Fast forward a couple of months. Your NLP model has grown tremendously, a lot of new intents and even more expressions. But instead of becoming smarter, your chatbot seems to become more confused. A lot of times it answers slightly (or totally) off-topic. How is this possible? It’s like eagerly starting a fitness program, but in your enthusiasm you overtrain and/or develop bad training techniques, resulting in discomfort or even injury.
So what can you do to fix this? Go over the following checklist:
What does your NLP model look like?
- How many intents do you have?
- How are your intent names defined? Is there a naming convention?
- What is the quality of your training expressions?
Let’s dive deeper into these 3 questions and look at some strategies to remedy problems that they can bring.
How many intents do you have?
Typically, the number of intents grows exponentially the first few weeks/months after deployment. User expressions enter via your chatbot and the bot trainers are eager to handle each and everyone of them. So between 100–300 intents or more is quite common by then.
- Check with your bot provider what the recommended number of intents is per bot. If you go over that number, try creating multiple bots and do handover between them.
- Only focus on creating intents that bring value. The ideal chatbot intents cover question that are a high volume and low complexity. Don’t create an intent for every question that you receive. It’s ok for your bot to not understand everything. Just make sure there is proper handover to a human agent.
How are your intent names defined?
Often, there is no formal naming convention when people start training your chatbot’s NLP. NLP trainers can choose their own intent names and in the beginning it all feels manageable. But there comes a certain point, mostly after a couple of hundred intents have been created, that overlapping or closely related intents start to pop up. This is when ‘intent blending’ starts and this has some negative effects:
- Your bot becomes confused, meaning for certain incoming expressions, it retrieves multiple intents with very close matching scores. So at some point, it does not know which one to choose anymore.
- Your AI trainers don’t know to which intent they need to assign a new training candidate expression.
- Your user gets bot replies that are wrong or not understood.
- Create a naming convention for defining intent names. Try to structure them with a consistent logic. E.g. make the distinction between action or information request, use the verb in the intent name (request, ask, block, buy, …)

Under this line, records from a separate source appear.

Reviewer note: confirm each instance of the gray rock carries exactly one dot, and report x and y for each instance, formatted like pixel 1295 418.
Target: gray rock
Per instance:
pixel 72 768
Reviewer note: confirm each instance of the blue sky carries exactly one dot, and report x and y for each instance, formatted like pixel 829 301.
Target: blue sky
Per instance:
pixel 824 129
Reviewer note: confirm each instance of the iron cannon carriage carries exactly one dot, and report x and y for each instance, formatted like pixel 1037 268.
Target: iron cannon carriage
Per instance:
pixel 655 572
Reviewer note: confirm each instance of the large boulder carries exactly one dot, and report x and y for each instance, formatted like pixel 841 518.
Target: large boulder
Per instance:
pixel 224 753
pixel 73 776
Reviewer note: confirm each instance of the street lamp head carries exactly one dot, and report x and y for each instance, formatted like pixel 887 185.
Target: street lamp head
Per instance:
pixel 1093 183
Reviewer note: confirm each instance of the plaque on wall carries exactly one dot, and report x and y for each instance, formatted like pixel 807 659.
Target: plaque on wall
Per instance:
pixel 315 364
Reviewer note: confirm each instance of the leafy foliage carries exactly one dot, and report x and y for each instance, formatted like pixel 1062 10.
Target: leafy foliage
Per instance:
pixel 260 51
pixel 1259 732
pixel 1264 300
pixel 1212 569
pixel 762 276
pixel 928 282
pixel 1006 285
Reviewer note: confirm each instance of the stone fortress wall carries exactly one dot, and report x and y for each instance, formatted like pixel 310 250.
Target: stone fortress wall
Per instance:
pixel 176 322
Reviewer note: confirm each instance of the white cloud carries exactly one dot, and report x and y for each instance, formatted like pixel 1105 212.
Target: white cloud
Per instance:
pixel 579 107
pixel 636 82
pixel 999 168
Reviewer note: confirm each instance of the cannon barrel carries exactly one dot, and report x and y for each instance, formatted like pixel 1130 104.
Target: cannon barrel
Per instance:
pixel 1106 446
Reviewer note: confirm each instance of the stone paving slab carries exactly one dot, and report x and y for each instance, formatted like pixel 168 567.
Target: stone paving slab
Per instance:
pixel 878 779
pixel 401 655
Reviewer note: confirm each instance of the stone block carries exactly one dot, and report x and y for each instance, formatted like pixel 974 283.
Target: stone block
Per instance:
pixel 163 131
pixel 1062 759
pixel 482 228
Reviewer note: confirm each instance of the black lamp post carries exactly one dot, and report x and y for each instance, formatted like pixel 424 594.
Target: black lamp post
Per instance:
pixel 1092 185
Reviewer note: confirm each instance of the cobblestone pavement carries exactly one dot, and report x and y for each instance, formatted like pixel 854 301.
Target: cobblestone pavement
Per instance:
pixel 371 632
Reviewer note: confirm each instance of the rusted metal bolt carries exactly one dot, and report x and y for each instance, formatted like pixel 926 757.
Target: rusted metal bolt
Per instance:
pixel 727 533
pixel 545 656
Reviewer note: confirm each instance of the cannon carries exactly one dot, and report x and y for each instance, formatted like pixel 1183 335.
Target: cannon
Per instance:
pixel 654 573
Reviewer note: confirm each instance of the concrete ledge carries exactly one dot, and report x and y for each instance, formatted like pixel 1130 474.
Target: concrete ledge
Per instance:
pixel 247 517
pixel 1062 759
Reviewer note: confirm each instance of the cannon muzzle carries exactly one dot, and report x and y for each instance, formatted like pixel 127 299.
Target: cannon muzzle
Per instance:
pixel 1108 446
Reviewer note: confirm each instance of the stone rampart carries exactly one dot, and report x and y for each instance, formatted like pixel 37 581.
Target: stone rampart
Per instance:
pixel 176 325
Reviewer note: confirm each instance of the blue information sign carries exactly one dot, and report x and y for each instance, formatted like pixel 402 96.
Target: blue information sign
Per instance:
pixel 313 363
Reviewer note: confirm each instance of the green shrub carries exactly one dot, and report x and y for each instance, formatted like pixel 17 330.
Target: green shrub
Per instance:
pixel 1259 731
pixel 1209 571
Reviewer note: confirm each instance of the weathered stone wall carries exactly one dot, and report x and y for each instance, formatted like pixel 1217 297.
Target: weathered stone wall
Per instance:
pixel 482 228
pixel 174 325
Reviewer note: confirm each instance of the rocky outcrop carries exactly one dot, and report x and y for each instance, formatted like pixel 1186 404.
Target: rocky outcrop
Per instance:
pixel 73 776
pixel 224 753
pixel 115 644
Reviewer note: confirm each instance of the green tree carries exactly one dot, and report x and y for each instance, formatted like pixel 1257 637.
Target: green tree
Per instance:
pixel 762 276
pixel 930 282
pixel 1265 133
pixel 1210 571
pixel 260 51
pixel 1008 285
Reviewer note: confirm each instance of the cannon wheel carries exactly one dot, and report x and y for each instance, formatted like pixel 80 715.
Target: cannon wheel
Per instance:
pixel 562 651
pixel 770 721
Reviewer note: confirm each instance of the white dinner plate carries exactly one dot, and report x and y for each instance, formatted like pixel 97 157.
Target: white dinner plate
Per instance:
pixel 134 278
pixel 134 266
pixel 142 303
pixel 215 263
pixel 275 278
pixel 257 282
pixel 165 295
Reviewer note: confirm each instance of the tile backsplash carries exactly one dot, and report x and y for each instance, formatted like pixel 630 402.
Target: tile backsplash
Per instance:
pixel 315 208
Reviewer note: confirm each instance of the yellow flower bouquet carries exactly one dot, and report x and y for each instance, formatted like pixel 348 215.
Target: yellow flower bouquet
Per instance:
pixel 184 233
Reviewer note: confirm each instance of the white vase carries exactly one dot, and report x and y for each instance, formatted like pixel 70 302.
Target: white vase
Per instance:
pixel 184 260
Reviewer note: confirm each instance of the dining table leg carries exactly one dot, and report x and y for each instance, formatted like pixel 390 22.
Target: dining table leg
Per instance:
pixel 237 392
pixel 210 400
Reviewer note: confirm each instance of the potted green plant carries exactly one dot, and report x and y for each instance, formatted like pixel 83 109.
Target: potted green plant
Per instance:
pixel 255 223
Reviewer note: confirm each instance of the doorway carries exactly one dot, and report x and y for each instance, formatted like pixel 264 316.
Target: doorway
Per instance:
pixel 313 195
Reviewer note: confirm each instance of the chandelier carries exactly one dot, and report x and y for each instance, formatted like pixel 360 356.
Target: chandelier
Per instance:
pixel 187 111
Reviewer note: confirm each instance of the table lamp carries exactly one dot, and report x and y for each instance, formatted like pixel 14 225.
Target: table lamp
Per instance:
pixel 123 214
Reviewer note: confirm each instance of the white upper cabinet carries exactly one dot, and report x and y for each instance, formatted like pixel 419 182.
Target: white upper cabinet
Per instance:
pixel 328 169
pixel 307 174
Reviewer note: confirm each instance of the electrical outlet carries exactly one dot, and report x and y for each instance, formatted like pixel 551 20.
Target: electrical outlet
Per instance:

- Make someone from your team responsible for the intent catalog, the “NLP gatekeeper”. The creation, update or deletion of intents and the communication about it within the team of AI trainers, is the main focus of this person. This to ensure consistency and clarity.
What is the quality of your training expressions?
The expressions that you use to train your intents are a prime example of “garbage in, garbage out”. It is the conversational data that will build the NLP model and determine how user’s inbound expressions are matched to intents. So it’s very important to verify that expressions used for training are 100% relevant for the intent that they are assigned to. When you assign real user’s expressions to intents without scrutiny, words or sentence-parts will be used with different meanings across multiple intents, spelling errors will be commonplace, …
- Make sure words or sentence-parts are specific and relevant for an intent. Avoid using them for multiple intents. A common thing to track is word density and/or frequency, where the NLP system can highlight when certain words are used too often across multiple intents.
- Implement a four-eyes principle for assigning expressions to intents. Let at least two AI trainers assign the same set of expressions to intents, independently from each other. Discuss the expressions that got assigned to different intents and come to an agreement or omit them from the training set of that intent.